Léo Le Ster

Léo Le Ster (L214) : « L’évolution des pratiques de l’industrie agroalimentaire n’est pas négociable »

L’association L214, qui prône l’abolition de toute forme d’exploitation des animaux, s’est fait une spécialité de dénoncer les pratiques d’élevage et d’abattage les plus cruelles et la commercialisation des produits issus de celles-ci par la grande distribution. Léo Le Ster, chargé de campagne de l’association, revient pour Actu Retail sur les actions menées par l’association au sein du secteur, et sur la place croissante qu’occupe la question du bien-être animal dans le débat public.

Beaucoup de distributeurs ont annoncé ces dernières années prendre des engagements en faveur du bien-être animal ; assiste-t-on à un vrai changement des mentalités ?

Léo Le Ster : En effet, on constate de vraies avancées depuis quelques années en France. Aujourd’hui, il y a 140 entreprises de l’agroalimentaire qui se sont engagées contre l’élevage en cage des poules pondeuses. Une majorité des acteurs du secteur se sont positionnés sur ce sujet, si bien qu’on est passé sous la barre des 50% d’élevage en cage pour les poules pondeuses.

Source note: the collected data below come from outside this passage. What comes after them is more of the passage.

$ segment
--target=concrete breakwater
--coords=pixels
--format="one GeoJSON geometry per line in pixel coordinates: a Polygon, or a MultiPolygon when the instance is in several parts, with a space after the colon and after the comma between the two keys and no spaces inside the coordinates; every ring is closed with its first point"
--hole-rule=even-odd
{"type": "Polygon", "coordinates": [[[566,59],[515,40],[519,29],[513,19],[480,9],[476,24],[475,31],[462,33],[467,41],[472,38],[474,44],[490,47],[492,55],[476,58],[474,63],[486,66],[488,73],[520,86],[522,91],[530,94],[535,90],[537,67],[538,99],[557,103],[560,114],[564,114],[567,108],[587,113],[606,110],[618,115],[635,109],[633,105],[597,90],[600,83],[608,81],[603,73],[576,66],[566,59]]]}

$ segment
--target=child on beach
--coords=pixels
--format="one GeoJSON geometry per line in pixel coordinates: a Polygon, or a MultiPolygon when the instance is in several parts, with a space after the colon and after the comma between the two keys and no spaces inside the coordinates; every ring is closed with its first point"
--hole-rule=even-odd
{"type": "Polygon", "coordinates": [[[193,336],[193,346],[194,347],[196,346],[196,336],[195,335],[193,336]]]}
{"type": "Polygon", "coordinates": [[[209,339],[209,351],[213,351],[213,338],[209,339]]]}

Du côté des poulets, on a également 40 entreprises qui ont pris des engagements. C’est notamment le cas d’une majorité des acteurs de la grande distribution, avec entre autres Carrefour, Auchan, Super U, Les Mousquetaires, Casino, Netto ou Match… Et pour cause, 90% des Français considèrent la question animale comme importante. On retrouve d’ailleurs les mêmes proportions de la population contre l’élevage intensif et pour l’accès au plein air. Sur toutes ces questions, il faut que les entreprises s’adaptent afin de répondre aux attentes des consommateurs.

En quoi selon vous la grande distribution n’en ferait-elle pas encore assez aujourd’hui ?

L.L : Cela dépend des enseignes. Mais si on prend le cas de Lidl, son annonce traduit un engagement au rabais. Le groupe discount n’a pas l’intention de réduire la densité des élevages ; ses magasins continueront donc à commercialiser de la viande de poulet provenant d’élevages avec 22 poulets par m², c’est juste inacceptable !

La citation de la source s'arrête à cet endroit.